Et dans ce changement, qui est récent contrairement à ce qu’il indique dans la note 3 de la page 57, l’action de la FSGT, telle que je l’ai présentée ci-dessus, n’a pas été sans effets.
Mais il y a encore plus fondamental sur cette phrase traitant de l’essence de l’alpinisme qui a visiblement du mal à être bien comprise. C’est que le terme « essence » est trop souvent mal interprété en ne lui reconnaissant pas le statut d’une catégorie philosophique et en le confondant avec un concept de nature scientifique qui décrirait la réalité d’une chose ou d’une activité. Une catégorie au sens philosophique (et je ne dis pas cela pour jouer mon rôle de « lettré à la pensée profonde », mais parce qu’il faut bien expliquer ce que l’on entend quand on utilise certains mots) ne caractérise pas les propriétés les plus générales de son objet mais la nature de notre rapport cognitif à cet objet. Le propre d’une catégorie philosophique c’est d’énoncer un rapport universel entre nous et les choses qui rend indissociables le subjectif et l’objectif.
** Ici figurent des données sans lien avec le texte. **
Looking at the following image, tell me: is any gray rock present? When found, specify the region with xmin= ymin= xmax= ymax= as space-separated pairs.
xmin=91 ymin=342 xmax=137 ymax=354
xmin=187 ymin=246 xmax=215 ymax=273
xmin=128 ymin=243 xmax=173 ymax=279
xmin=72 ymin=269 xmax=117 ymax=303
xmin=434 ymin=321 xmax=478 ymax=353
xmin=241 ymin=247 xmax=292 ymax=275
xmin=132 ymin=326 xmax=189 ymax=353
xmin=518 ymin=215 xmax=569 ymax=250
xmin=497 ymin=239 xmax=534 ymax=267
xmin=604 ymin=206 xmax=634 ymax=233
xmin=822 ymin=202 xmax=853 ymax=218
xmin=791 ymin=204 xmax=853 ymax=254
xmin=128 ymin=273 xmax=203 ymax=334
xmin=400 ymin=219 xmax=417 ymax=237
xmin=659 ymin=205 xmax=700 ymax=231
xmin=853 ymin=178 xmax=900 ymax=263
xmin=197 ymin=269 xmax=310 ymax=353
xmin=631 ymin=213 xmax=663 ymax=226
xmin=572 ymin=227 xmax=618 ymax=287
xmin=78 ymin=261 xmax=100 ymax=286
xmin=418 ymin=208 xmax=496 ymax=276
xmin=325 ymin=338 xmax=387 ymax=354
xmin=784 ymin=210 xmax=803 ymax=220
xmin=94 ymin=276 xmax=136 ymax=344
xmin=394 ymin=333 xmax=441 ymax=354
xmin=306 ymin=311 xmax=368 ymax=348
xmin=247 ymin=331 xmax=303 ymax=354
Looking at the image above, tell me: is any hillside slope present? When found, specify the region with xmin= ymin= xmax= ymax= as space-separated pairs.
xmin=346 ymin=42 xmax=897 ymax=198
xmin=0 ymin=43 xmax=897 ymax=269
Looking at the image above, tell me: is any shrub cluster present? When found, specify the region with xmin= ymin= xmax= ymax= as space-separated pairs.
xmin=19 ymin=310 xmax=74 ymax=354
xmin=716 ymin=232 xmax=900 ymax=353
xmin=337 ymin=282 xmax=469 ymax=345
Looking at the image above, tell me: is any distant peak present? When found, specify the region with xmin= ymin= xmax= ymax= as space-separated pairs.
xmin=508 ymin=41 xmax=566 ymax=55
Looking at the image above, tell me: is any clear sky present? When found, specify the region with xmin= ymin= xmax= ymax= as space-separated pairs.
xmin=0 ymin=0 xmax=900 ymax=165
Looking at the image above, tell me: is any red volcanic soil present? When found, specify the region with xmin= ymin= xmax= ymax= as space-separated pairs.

L’alpinisme caractérisé philosophiquement par son essence, c’est un rapport entre nous qui le pratiquons et ses caractéristiques objectives dont le risque mortel est l’une des plus indubitables. Ce risque est objectif, toute l’histoire de l’alpinisme en témoigne et dès que nous (subjectif) allons en montagne, nous nous y affrontons (nous entrons en rapport avec ce risque et c’est justement quand subjectivement nous le minorons ou pire l’ignorons que nous risquons le plus). Le concept scientifique change au fur et à mesure de l’avancée des connaissances, la catégorie philosophique évolue en fonction de notre rapport aux choses et donc de la conscience que nous en avons. La « matière » par exemple au sens scientifique, comme concept n’est plus du tout aujourd’hui ce qu’elle désignait il y a un siècle, mais en tant que catégorie elle ne veut rien dire de plus que « ce qui existe en dehors de nous indépendamment de la conscience que nous en avons ». Quoi que pense le physicien, cela ne change pas le concept scientifique de matière qui ne dépend que des connaissances accumulées, alors que notre conscience fait partie de la catégorie philosophique de matière.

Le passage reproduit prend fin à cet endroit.